10 year Treasuries futures plunge as inflation spikes

284
3
10 year Treasuries futures plunge as inflation spikes

A trader works inside a booth on the floor of the NYSE in New York.

ORLANDO, Fla. Reuters paused their efforts to sell 10 year Treasuries futures ahead of the U.S. consumer price data last week, but the spike in annual inflation to its highest in more than three decades suggests that the hiatus could be a short one.

The October inflation report released on November 10 was going to be a biggie, and could be crucial for the Fed in terms of when it starts raising interest rates and how much over the next few years.

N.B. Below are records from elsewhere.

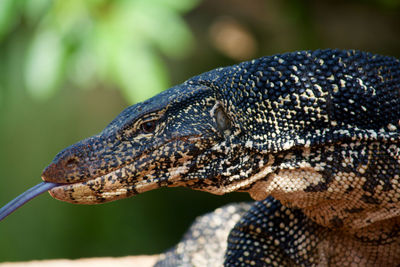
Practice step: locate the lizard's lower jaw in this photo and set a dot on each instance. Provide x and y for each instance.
(100, 190)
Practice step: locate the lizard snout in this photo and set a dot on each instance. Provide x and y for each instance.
(68, 166)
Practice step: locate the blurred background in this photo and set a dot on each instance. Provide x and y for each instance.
(67, 68)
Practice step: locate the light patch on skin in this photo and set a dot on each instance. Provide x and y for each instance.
(236, 186)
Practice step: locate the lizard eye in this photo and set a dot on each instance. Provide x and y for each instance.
(148, 126)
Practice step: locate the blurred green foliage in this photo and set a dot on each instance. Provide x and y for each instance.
(97, 41)
(51, 50)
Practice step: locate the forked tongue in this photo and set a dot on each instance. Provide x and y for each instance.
(20, 200)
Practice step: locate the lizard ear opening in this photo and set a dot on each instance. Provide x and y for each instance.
(223, 122)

The headline rate of annual inflation rose to 6.2%, the highest since 1990, and poured fuel into the already raging debate over whether the Fed is behind the curve.

Commodity Futures Trading Commission data shows that funds have trimmed their net short position in 10 year treasuries futures by 1,337 contracts to 267,332 contracts ahead of the release.

This stopped the huge build up of positions betting on a higher 10 year yield. October's unwind of 296,052 contracts was the biggest monthly swing to short positions since 2005 and the second-largest since the contract's launch in the mid- 1980 s.

The week before was its strongest since March 2018, and the unwind of 448,539 contracts over October and so far in November is the most intense selloff in the entire two-month rolling basis.

Economists at Barclays note that uncertainty about near-term inflation remains unusually elevated as supply adjustments take place. The report shows the ongoing volatility and uncertainty last month, and we think that October's CPI readings overstate underlying inflationary pressures.

Money markets did not bring forward the first of two rate hikes penciled in for next year from July, but opened up the possibility of a third 25 basis point increase toward the end of the year.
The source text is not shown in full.